- From: Young, Milan <Milan.Young@nuance.com>
- Date: Thu, 18 Nov 2010 17:33:34 -0800
- To: <public-xg-htmlspeech@w3.org>
- Message-ID: <1AA381D92997964F898DF2A3AA4FF9AD09630FE6@SUN-EXCH01.nuance.com>
Hello, On the Nov 18th conference, I volunteer to send out proposed wording for a new requirement: Summary - User agents and speech services are required to support at least one common protocol. Description - A common protocol will be defined as part of the final recommendation. It will be built upon some TBD existing application layer protocol and include support for the following: * Streaming audio data (e.g. HTTP 1.1 chunking). This include both audio streamed from UA to SS during recognition and audio streamed from SS to UA during synthesis. * Bidirectional events which can occur anytime during the interaction.

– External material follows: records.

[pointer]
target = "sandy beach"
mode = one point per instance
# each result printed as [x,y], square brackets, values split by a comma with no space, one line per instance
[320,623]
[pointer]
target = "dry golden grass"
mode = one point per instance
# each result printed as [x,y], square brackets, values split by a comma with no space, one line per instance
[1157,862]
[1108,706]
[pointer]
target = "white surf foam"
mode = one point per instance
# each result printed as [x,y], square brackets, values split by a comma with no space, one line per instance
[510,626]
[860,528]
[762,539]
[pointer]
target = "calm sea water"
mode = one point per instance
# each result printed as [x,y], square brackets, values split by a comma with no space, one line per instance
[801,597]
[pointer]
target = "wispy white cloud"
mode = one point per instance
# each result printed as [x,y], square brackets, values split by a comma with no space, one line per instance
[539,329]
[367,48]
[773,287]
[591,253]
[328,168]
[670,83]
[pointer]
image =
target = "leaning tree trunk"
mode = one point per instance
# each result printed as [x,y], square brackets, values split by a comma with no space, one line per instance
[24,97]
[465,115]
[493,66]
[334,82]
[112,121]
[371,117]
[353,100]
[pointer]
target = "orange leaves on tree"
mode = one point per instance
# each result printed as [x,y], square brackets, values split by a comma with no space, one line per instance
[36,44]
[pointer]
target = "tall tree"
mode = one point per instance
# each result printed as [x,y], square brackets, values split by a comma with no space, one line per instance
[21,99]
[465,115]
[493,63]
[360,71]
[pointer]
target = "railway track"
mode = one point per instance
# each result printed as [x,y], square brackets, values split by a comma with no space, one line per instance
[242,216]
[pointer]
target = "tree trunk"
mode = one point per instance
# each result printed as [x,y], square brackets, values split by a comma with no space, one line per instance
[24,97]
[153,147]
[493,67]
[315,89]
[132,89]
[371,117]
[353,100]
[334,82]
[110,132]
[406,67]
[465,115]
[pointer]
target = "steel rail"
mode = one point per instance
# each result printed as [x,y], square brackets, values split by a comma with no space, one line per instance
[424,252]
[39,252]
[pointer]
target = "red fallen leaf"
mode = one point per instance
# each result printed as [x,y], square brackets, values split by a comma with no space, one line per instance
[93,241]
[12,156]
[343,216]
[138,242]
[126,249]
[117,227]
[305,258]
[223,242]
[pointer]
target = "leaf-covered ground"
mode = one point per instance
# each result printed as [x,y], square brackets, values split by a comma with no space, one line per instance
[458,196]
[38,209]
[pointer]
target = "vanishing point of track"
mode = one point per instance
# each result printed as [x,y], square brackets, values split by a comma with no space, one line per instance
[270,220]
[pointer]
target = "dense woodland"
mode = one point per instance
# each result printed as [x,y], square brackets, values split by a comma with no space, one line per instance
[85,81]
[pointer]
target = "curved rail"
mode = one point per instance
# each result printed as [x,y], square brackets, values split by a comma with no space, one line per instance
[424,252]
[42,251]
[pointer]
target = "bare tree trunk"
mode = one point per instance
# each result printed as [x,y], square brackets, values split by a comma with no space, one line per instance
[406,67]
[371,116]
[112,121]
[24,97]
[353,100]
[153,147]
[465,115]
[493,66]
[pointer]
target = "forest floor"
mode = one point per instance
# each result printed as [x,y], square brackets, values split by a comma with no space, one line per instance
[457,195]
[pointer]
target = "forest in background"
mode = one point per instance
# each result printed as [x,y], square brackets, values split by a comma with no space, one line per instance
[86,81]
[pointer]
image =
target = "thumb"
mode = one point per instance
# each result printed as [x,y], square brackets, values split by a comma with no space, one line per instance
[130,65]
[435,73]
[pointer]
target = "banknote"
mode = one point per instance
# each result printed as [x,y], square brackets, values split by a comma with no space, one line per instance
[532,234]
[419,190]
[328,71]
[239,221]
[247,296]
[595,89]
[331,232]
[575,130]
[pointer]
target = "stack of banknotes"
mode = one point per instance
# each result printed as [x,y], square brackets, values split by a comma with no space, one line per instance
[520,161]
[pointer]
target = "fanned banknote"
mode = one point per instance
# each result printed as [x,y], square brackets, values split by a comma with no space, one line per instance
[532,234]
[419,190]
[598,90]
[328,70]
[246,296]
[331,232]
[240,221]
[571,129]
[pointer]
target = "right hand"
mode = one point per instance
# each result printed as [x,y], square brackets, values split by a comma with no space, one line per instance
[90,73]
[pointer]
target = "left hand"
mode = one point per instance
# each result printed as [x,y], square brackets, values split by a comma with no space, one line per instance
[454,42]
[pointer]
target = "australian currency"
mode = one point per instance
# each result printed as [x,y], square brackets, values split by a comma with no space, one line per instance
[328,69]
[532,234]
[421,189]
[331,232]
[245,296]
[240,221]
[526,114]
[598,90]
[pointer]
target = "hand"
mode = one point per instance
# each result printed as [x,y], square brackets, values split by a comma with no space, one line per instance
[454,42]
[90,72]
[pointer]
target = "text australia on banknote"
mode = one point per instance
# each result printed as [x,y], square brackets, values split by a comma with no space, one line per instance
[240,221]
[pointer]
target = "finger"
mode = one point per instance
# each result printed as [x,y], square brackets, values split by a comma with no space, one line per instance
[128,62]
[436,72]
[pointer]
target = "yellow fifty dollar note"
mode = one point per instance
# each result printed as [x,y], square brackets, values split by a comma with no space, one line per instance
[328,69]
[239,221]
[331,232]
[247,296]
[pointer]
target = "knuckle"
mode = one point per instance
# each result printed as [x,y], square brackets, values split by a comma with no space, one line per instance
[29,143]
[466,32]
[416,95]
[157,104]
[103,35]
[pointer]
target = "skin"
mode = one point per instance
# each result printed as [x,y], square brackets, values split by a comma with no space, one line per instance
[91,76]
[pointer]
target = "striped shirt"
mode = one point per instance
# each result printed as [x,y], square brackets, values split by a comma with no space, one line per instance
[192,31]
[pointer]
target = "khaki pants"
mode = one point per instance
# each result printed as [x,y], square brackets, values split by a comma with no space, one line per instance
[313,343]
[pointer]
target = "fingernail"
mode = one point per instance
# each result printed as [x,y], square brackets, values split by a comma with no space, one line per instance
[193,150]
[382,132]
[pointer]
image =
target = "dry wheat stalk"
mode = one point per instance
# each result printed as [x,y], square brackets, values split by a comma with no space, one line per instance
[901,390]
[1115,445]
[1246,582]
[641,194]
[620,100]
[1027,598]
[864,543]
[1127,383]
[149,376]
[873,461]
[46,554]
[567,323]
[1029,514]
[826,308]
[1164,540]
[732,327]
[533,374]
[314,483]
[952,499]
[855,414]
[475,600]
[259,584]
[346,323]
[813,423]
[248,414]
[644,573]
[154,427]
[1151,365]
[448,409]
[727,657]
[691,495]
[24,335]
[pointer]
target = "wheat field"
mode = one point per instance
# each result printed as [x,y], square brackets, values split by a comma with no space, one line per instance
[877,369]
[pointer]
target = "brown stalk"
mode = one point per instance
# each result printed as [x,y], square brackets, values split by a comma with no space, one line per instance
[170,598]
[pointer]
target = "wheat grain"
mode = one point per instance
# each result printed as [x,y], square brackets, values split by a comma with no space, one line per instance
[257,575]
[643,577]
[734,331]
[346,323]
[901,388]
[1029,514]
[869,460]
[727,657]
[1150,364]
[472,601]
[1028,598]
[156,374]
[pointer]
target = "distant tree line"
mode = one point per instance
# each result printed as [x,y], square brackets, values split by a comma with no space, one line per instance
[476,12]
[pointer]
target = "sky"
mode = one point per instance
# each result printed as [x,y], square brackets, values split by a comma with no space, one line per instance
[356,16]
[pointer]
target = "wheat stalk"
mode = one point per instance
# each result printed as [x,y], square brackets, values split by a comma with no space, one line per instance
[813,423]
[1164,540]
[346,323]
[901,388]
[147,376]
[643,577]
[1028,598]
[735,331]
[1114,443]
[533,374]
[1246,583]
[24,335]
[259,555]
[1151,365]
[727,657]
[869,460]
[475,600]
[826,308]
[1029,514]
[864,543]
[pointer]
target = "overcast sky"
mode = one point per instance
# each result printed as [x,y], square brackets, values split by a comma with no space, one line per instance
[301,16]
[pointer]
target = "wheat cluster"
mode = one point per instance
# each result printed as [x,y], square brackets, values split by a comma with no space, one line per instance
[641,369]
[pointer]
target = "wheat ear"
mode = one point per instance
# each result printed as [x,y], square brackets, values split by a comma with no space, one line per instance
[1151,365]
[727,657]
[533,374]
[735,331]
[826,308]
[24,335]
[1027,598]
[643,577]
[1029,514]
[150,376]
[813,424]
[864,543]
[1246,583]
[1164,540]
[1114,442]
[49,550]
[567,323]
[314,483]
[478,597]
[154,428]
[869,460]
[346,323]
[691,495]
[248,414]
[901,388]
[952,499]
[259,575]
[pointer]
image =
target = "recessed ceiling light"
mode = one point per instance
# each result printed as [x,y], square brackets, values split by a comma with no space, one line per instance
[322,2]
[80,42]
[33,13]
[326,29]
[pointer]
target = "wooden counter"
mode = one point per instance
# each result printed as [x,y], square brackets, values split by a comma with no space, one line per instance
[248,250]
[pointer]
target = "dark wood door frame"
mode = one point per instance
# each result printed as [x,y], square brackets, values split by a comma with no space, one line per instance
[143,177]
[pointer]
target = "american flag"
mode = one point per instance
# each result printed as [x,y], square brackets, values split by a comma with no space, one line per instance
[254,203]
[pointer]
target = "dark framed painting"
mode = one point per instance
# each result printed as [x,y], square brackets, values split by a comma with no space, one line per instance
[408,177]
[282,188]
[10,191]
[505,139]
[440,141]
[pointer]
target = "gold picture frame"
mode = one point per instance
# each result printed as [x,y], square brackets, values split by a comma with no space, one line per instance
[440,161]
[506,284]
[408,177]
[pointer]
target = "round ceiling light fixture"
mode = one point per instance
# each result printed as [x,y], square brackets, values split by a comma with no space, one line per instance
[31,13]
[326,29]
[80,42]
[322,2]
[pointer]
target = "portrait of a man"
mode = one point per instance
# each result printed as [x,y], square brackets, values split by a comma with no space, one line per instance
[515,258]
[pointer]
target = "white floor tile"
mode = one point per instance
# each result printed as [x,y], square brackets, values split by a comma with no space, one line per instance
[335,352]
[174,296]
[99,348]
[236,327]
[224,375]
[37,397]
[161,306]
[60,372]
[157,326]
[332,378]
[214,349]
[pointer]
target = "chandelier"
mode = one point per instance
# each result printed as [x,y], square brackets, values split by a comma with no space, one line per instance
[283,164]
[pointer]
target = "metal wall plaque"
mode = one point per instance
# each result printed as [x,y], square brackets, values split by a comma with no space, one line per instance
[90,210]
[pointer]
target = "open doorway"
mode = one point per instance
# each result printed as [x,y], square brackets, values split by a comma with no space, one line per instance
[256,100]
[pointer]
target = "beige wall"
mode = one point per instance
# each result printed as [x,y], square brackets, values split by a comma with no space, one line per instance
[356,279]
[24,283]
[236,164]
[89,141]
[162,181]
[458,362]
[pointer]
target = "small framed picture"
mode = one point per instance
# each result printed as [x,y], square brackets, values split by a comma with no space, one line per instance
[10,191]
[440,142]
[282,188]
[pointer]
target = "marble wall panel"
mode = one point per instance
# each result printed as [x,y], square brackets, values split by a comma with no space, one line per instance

These events could originate either within the web app (e.g. click) or the SS (e.g. start-of-speech or mark) and must be transmitted through the UA in a timely fashion. The set of events include both standard events defined by the final recommendation and extension events. * Both standard and extension parameters passed from the web app to the speech service at the start of the interaction. List of standard parameters TBD. * EMMA results passed from the SS to the web app. The syntax of this result is TBD (e.g. XML and/or JSON). * At least one standard audio codec. UAs are permitted to advertise alternate codecs at the start of the interaction and SSs are allowed to select any such alternate (e.g. HTTP Accept). * Transport layer security (e.g. HTTPS) if requested by the web app. * Session identifier that could be used to form continuity across multiple interactions (e.g. HTTP cookies). * Interpretation over text. * Re-recognition using previous audio streams. Thank you
Received on Friday, 19 November 2010 01:34:08 UTC